We can all agree that age is a somewhat arbitrary delineator of a person's ability to vote ... intelligently anyway.
Is a youth of 17.5 years really that less mature than one of 18? Maybe sometimes, but mostly not. That makes the age of eligibility arbitrary, right?
When we vote we are influencing not just our present well-being, but our future well-being and that of our children and grandchildren. It's self evident that young people have more of a future than old ones. Why does an older person then get to exercise more influence on a young person's future well-being than a young person has to influence the (shorter) future of an old person? That seems the wrong way round.
The standard response would be that the older person is more experienced, more wise to the ways of the world and therefore more capable of exercising "responsibly" their undue influence.
This is a long bow - why should experience outweigh self-interest when it comes to voting? We know older people are more resistant to change, which in itself makes them a drag on the ability of a nation to adapt to changed circumstances and prioritise long-term issues over short-term convenience.
My generation has proved this. For years we've been using the government to feather our own nest. Just think NZ Super, the health system, and tax-free wealth creation via a property bubble.
Now back to a maximum voting age. Senility is decidedly less common among younger voters than among the baby boomers and it is only going to get worse.
When does an old person become unfit to vote? Age by itself is a crude and deficient delineator, but we use it to lock the young out of influencing their future. Why not look at it as a way to lock the elderly out? Just a thought.

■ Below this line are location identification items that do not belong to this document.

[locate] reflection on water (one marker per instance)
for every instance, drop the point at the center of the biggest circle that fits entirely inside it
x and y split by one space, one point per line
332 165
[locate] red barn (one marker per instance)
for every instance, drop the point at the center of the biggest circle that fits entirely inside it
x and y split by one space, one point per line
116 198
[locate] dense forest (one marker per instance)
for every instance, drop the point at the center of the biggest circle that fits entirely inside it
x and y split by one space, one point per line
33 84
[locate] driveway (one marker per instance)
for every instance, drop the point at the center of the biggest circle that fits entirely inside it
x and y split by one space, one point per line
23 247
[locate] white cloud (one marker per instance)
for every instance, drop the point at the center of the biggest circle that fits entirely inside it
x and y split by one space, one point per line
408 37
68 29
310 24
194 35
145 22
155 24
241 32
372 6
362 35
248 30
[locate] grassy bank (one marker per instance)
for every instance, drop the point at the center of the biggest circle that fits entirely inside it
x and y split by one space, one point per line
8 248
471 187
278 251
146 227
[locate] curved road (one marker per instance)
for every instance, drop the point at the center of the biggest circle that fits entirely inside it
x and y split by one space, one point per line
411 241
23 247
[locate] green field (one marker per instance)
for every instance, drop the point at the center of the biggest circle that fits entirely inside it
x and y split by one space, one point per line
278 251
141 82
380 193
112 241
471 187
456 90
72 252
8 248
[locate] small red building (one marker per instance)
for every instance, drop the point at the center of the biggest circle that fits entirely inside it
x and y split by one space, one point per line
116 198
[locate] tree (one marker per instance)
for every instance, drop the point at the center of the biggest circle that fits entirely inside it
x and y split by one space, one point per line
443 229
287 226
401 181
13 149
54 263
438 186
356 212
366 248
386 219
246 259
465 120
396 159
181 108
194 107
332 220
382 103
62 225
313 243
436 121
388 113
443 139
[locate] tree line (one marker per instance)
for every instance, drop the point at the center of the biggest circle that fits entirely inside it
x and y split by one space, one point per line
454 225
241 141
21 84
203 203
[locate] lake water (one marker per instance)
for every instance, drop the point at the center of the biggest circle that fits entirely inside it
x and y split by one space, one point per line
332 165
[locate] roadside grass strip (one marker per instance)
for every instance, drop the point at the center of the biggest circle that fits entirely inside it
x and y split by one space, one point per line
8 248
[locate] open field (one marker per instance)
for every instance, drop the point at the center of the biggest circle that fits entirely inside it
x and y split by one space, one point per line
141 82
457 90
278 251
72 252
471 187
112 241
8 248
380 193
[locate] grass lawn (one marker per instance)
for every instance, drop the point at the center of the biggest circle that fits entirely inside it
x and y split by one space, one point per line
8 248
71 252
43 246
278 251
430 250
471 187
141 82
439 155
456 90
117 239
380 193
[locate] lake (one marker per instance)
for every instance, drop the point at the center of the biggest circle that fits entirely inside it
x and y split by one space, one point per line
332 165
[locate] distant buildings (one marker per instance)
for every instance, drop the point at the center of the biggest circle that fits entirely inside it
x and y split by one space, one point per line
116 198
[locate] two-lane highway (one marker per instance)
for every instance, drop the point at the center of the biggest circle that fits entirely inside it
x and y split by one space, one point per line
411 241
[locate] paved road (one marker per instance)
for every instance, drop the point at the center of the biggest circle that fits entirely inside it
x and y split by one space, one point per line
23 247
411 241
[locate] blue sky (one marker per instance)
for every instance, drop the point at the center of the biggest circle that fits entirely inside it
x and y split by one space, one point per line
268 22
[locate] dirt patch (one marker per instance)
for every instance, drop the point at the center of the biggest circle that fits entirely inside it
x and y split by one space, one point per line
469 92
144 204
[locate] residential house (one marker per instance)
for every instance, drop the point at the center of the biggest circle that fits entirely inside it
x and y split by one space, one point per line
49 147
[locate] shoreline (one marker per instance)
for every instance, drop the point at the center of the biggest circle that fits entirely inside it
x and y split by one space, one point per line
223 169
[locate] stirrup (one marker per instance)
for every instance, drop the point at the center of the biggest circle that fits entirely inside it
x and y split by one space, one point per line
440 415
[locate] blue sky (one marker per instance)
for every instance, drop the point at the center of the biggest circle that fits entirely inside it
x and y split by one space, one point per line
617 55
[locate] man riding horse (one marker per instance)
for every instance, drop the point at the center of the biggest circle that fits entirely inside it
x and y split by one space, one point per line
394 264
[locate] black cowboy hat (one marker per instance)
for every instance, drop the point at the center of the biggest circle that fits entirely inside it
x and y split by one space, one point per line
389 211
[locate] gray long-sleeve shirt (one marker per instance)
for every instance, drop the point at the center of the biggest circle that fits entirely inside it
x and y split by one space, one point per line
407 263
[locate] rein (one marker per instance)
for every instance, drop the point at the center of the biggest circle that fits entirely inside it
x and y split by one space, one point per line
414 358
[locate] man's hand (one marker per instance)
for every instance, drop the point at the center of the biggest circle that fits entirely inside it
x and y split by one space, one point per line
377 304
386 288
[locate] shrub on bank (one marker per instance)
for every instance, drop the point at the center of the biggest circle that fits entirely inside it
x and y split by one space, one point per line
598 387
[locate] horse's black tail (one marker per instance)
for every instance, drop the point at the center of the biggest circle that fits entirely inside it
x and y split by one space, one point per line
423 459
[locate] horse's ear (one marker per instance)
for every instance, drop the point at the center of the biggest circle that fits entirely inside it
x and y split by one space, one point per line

What other criteria could we look at then in terms of getting a voting public that is actually fit-for-purpose? If age is deficient, are there better eligibility criteria? I would argue absolutely: intelligence, cognitive ability, and general knowledge. Without sufficient performance in all three of those I would suggest that some of so-called eligible age aren't fit to vote anyway.
Everyone has a right to have their interests represented by government. But that is not the question I'm addressing.
The question is, are folk who score low on such criteria actually able to adequately express their own self-interest, let alone the interest of the population at large? The answer is not always, maybe never. Let's not fool ourselves. We opt for age as the delineator because we don't want to have to think about this.
Personally I prefer deciding eligibility on some proven minimal capability to be fit-for-purpose.
However, I'm not holding my breath, so the best bet for the younger generations is to form a voting bloc and grab the balance of political power.
• Gareth Morgan is an economist and philanthropist with the Morgan Foundation.